A lover of true stories, author Barb Rosenstock (The Camping Trip That Changed America) clearly revels in Nek Chand's remarkable journey from village farmer to world-renowned folk artist. To comprehend the phenomenal scale of his achievement requires visuals, provided here with artistic accuracy and charming detail by Claire A. Nivola (Planting the Trees of Kenya); the four-panel, photo-collaged foldout as the story concludes offers vivid testimony to the wondrous grandeur and utter delight of Nek Chand's Rock Garden of Chandigarh. Rosenstock's author's note adds historical context and biographical information, while her two-page bibliography encourages further exploration.

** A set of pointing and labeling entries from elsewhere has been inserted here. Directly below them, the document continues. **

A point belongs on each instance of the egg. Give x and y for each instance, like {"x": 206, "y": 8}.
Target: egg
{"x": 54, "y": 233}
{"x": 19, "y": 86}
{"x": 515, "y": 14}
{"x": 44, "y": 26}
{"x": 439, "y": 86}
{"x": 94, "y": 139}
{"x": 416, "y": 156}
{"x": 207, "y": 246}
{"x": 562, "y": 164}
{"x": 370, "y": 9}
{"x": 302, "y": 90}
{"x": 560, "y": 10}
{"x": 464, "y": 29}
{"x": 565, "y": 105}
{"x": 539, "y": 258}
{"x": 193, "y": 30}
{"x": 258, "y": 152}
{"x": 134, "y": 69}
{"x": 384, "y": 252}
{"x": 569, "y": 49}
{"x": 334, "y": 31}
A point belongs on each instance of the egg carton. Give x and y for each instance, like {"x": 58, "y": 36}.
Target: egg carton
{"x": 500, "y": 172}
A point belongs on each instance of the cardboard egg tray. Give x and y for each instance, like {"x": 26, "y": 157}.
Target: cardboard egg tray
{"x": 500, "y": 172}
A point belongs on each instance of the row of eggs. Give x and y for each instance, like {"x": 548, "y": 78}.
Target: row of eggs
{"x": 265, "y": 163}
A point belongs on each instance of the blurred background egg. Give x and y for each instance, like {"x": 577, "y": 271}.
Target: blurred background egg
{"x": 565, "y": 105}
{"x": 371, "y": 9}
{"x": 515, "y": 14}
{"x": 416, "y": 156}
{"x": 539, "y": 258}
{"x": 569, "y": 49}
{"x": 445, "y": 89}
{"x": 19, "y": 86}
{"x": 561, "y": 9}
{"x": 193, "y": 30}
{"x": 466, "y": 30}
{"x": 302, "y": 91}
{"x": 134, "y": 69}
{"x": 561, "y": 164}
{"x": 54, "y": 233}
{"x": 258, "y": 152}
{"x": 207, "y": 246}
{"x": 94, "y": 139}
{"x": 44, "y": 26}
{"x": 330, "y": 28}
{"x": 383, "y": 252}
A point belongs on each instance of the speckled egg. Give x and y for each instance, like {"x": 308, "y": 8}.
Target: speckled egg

Nek Chand's portrait smiles out at book's end: his secret garden is "a child's dream." The temporary worlds he envisioned along the village riverbanks of his youth have morphed into a permanent wonderland for the world to visit... and protect and conserve. That Nek Chand never stopped building on his dream throughout his long life--he died in 2015 at age 90--remains an exemplary lesson in imaginative perseverance that will galvanize readers of all ages. --Terry Hong, Smithsonian BookDragon

Shelf Talker: Folk artist Nek Chand's remarkable journey to create the phenomenal Rock Garden of Chandigarh, India, is an inspiring tale of tenacious creativity.